Q: Mr. Pablo, a rich merchant in his early forties, was a defendant
in a lawsuit, which could subject him to substantial damages.
A year before the court rendered judgment, Mr. Pablo sought
his lawyer's advice on how to plan his estate to avoid taxes. His
lawyer suggested that he should form a corporation, with himself,
his wife and his children (all students and still unemployed) as
stockholders, and then, transfer all his assets and liabilities to
this corporation. Mr. Pablo followed the recommendation of his
lawyer. One year later, the court rendered judgment against
Mr. Pablo and the plaintiff sought to enforce this judgment. The
sheriff, however, could not locate any property in the name of Mr.

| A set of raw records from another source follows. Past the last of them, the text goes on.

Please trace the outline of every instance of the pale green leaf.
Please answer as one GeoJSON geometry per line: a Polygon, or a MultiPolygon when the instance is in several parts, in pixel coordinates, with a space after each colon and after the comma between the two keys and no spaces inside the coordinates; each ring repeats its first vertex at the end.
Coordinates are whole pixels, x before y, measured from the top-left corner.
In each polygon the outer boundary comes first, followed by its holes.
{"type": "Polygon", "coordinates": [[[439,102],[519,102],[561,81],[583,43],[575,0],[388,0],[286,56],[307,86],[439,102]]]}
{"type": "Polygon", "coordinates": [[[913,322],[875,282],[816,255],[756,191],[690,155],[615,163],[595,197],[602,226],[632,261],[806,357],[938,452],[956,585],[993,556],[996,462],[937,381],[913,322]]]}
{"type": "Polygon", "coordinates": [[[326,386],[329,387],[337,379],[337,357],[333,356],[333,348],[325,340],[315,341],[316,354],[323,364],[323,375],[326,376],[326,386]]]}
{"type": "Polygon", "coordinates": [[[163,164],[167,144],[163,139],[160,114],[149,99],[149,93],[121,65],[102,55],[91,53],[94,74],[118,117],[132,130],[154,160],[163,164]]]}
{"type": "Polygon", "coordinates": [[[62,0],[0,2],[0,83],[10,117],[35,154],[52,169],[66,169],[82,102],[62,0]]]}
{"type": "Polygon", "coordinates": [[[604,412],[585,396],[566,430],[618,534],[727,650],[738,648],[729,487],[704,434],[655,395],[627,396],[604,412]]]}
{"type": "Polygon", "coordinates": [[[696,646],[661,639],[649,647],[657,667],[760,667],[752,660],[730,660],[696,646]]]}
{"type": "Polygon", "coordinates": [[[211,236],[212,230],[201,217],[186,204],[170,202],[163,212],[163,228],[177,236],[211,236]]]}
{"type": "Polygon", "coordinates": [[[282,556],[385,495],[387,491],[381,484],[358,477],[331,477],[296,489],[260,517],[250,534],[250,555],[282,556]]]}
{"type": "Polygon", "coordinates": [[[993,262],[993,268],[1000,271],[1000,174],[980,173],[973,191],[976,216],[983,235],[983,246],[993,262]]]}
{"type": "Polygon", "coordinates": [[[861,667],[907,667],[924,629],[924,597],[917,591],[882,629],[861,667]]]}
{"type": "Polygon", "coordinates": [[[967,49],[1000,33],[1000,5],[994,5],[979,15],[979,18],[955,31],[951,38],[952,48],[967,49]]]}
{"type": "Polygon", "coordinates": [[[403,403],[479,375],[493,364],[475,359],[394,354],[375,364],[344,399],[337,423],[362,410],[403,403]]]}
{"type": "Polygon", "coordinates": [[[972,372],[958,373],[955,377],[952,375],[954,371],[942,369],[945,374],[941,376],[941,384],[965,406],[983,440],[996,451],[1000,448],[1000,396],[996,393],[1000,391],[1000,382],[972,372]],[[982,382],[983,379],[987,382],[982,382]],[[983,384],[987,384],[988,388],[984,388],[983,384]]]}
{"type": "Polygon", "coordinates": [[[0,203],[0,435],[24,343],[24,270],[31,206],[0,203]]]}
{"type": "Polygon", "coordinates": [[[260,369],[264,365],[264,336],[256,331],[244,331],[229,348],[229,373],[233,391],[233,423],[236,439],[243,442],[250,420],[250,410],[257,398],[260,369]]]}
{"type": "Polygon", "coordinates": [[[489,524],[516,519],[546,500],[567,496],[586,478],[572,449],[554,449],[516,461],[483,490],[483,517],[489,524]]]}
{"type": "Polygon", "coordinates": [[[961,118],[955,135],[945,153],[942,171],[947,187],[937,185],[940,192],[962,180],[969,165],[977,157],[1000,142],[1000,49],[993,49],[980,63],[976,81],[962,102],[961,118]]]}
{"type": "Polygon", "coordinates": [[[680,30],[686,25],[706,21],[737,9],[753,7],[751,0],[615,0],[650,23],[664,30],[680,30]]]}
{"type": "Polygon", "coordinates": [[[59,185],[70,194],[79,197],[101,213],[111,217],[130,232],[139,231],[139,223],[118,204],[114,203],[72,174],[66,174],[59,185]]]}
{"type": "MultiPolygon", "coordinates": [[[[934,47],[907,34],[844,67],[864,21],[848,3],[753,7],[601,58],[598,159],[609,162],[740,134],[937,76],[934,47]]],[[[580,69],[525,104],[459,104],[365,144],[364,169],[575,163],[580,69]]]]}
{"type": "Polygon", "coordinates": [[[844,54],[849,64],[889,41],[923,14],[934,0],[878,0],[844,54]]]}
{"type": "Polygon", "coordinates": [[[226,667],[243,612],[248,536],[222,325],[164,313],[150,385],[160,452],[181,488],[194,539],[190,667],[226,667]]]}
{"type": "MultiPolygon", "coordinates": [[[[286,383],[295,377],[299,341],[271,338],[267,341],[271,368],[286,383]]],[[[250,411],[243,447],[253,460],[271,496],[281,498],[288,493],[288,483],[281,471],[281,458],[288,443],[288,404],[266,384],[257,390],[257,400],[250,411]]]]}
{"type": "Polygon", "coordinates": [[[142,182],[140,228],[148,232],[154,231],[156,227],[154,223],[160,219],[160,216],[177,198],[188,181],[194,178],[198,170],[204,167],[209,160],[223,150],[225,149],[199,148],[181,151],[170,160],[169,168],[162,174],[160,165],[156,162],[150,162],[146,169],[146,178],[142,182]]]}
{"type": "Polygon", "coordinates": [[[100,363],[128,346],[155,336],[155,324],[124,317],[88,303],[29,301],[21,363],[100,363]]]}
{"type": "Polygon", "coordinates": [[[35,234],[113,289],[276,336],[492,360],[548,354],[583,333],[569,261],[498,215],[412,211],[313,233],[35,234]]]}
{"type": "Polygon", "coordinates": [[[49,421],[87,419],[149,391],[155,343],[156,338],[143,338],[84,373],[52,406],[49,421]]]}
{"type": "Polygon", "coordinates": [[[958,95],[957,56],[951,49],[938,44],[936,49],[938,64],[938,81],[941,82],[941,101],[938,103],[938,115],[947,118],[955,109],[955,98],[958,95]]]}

Pablo and therefore returned the writ of execution unsatisfied.
What remedy, if any, is available to the plaintiff?
A: The plaintiff can ask the court to pierce the veil of corporate
fiction and make the corporation liable for the judgment
obligation. It is true that a family corporation may be organized
to pursue an estate tax planning. However, the factual setting indicates
the existence of a lawsuit that could subject Mr. Pablo to a
substantial amount of damages. It would thus be difficult for
Mr. Pablo to convincingly assert that the incorporation of the
family corporation was intended merely as a case of "estate tax
planning".
Q: Eva owns 90% of the shares of the capital stock of CK Corporation.
On one occasion, CK Corporation, represented by Eva as the
President and General Manager, executed a contract to sell a
subdivision lot in favor of Ed. For failure of CK Corporation to
develop the subdivision, Ed filed an action for rescission and
damages against CK Corporation and Eva.
Will the action prosper? Explain.
A: Yes, the action may prosper against CK Corporation but not
against Eva. The liabilities of CK Corporation are not the
liabilities of its officers because the corporation has a legal
personality separate and distinct from that of its officers and
shareholders. The fact that Eva owns 90% of the capital stock of
CK Corporation is not of itself sufficient justification to invoke
the doctrine of piercing the veil of corporation fiction. There
must be a showing of fraud, malice or bad faith.
16. Artificial Being
- Although a corporation is treated as a separate person, that doesn’t mean that it has a physical existence γΌ its existence is artificial.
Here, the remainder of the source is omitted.